= Human modelling =

Human modelling is a kind of psychotherapy. The client is requested to 'make a person', i.e. a fictional character, and with human, lifelike qualities. In completion of this task, the client is asked to write or tell a life story ending in the present, about the fictional person, and/or make a model of the fictional person out of art material or whichever medium the client chooses.

The fictional person is then referred to as the 'modelled person', and is treated as if it is a 'real' person and a 'real' life. 'Real' in this context refers to transitional space in a Winnicottian sense.

By following these instructions, a therapeutic realm is created in which the client's subjective experience is brought to the fore, in the form of a metaphor. This allows the therapist and client to explore together the life, character and conflicts of the modelled person. It leaves various opportunities for the psychotherapist to influence the client. i.e. through role play, guided imagery, and taking on the role of the modelled person. The indirect (third person / metaphoric) way in which this form of therapy is conducted, seems to enhance the therapeutic effect and level of integration achieved. References to the similarities between client and modelled person are not encouraged.

Human Modelling is also successfully used as a group therapy in both hospital and other populations.

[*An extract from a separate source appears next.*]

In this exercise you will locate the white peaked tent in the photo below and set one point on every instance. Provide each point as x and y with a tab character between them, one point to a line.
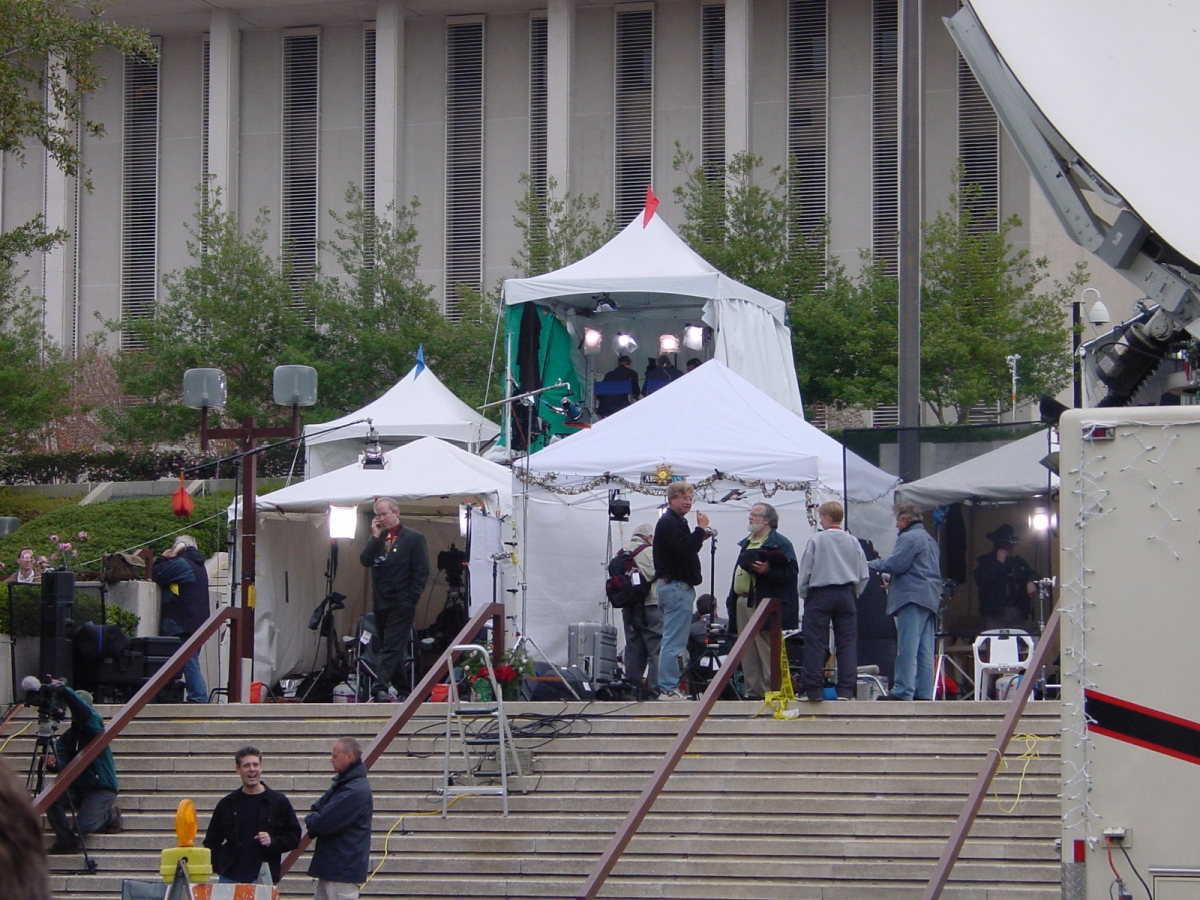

Human Modelling was created in 1969 by Professor A.L. Coetzee and his spouse Letitia Wilma Coetzee, while he was lecturer and head psychologist at Weskoppies Hospital, Pretoria, South Africa. After observing him at work, Professor Jan-Hendrik Van den Bergh extended an invitation to Coetzee to complete a D.Sos.Sc at the University of Leiden. Van den Bergh's phenomenologic approach seems to have influenced Coetzee to later on interpret the theory underlying Human Modelling along such lines. Initially the theory of Harry Stack Sullivan was used, and lately, an object relations approach.

Several academic works followed. Human Modelling is widely used and currently registered as a Continued Professional Development activity at the Health Professions Council of South Africa.